Clarity Doesn't Come First
- Tammy Martins

- Feb 24
- 2 min read

🟢 Ever notice how we wait for clarity before we’re willing to move?
We tell ourselves we just need to think it through a little longer.Research a bit more.Be sure.
And yet, the fog rarely lifts while we’re standing still.
🧭 What I keep noticing in transitions
Whether someone is considering a new role, stepping into leadership, or thinking about retirement, the instinct is the same:
“I will figure it out when I get there.”
But in conversation after conversation, clarity doesn’t seem to arrive through thinking alone.
It shows up after someone tries something.
A conversation.
A small commitment.
A short-term role.
A contained experiment.
Then comes the real insight.
Did it energize me?
Did it drain me?
Did it feel aligned?
That data is more honest than any amount of analysis.
🌱 The reframe
Most people assume clarity precedes action.
But more often, action produces clarity.
Trying something new does require courage.

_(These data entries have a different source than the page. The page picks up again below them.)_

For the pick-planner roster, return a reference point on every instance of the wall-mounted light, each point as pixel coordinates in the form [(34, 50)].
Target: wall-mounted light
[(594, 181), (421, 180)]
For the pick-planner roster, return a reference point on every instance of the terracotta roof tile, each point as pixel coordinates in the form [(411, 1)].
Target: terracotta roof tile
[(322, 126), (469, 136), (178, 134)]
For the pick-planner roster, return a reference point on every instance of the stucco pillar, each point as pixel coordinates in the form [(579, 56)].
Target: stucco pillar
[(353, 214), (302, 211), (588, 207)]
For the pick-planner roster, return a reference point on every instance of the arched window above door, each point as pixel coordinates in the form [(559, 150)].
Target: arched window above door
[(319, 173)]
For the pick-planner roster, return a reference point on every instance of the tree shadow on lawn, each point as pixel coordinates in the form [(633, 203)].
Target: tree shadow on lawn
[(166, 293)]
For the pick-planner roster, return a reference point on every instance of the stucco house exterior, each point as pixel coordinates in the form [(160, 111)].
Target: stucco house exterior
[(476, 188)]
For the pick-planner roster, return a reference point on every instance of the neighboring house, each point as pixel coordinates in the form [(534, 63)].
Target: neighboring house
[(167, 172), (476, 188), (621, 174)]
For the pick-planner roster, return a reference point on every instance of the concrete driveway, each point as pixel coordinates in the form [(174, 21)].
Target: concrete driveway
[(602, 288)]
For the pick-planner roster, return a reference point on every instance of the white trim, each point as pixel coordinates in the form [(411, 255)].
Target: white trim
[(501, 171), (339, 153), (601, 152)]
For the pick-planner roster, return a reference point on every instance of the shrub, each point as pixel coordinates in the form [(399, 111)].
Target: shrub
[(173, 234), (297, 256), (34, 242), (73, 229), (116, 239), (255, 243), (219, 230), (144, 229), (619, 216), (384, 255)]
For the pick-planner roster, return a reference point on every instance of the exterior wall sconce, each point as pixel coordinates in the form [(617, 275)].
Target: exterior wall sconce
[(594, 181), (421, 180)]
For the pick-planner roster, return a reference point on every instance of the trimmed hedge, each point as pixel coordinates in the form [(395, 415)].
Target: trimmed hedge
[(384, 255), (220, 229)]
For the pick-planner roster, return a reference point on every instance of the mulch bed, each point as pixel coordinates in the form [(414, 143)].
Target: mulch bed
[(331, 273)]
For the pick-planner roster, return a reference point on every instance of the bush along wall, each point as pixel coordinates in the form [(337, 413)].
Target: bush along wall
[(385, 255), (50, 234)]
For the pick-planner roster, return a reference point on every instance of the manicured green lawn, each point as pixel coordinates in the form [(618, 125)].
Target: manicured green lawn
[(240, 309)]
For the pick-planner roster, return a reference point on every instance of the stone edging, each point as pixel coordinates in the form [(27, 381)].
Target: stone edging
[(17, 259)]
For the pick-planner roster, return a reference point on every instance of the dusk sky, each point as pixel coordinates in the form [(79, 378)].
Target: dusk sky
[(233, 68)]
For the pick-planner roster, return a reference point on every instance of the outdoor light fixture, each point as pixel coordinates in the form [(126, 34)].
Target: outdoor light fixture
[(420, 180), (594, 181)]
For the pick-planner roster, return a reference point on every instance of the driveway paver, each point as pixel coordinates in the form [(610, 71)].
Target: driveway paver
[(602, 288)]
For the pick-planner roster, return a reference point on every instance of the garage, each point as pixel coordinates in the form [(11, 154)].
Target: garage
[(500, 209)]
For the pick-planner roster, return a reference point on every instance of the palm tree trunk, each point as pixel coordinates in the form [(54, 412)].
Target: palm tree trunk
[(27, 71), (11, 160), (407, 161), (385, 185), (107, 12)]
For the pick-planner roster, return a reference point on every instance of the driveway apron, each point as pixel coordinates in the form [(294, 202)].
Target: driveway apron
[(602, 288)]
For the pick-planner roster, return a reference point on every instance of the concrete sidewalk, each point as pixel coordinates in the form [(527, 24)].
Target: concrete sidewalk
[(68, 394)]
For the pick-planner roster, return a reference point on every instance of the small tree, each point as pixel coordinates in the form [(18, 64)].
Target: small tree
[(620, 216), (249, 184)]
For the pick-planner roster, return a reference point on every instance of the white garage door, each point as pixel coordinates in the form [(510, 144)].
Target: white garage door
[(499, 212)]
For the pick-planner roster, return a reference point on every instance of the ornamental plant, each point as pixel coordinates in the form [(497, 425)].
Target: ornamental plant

Not because it guarantees success, but because it exposes us to feedback. Sometimes that feedback is encouraging.
Sometimes it tells us, quietly, “This isn’t it.”
Either way, we learn.
The real risk isn’t adjusting.
It’s waiting indefinitely for certainty.
💡 What this changes
When we stop demanding perfect answers before movement, the pressure shifts.
We don’t need to map the entire road.
We only need to see the next few steps.
I often think of it like driving in fog. You can’t see miles ahead. But when you move forward, more road appears.
This principle sits at the heart of the work I’m doing in Designing Your Second Act. It’s the reason I use a simple Imagine-Do-Evaluate-Adjust when working with people approaching retirement.
It isn’t about a dramatic reinvention. Small, intentional experiments that reveal what fits.
Clarity doesn’t reward spectators.
It rewards participants.
✍️ A question for you:
What is the smallest version of something you’ve been overthinking that you could quietly test?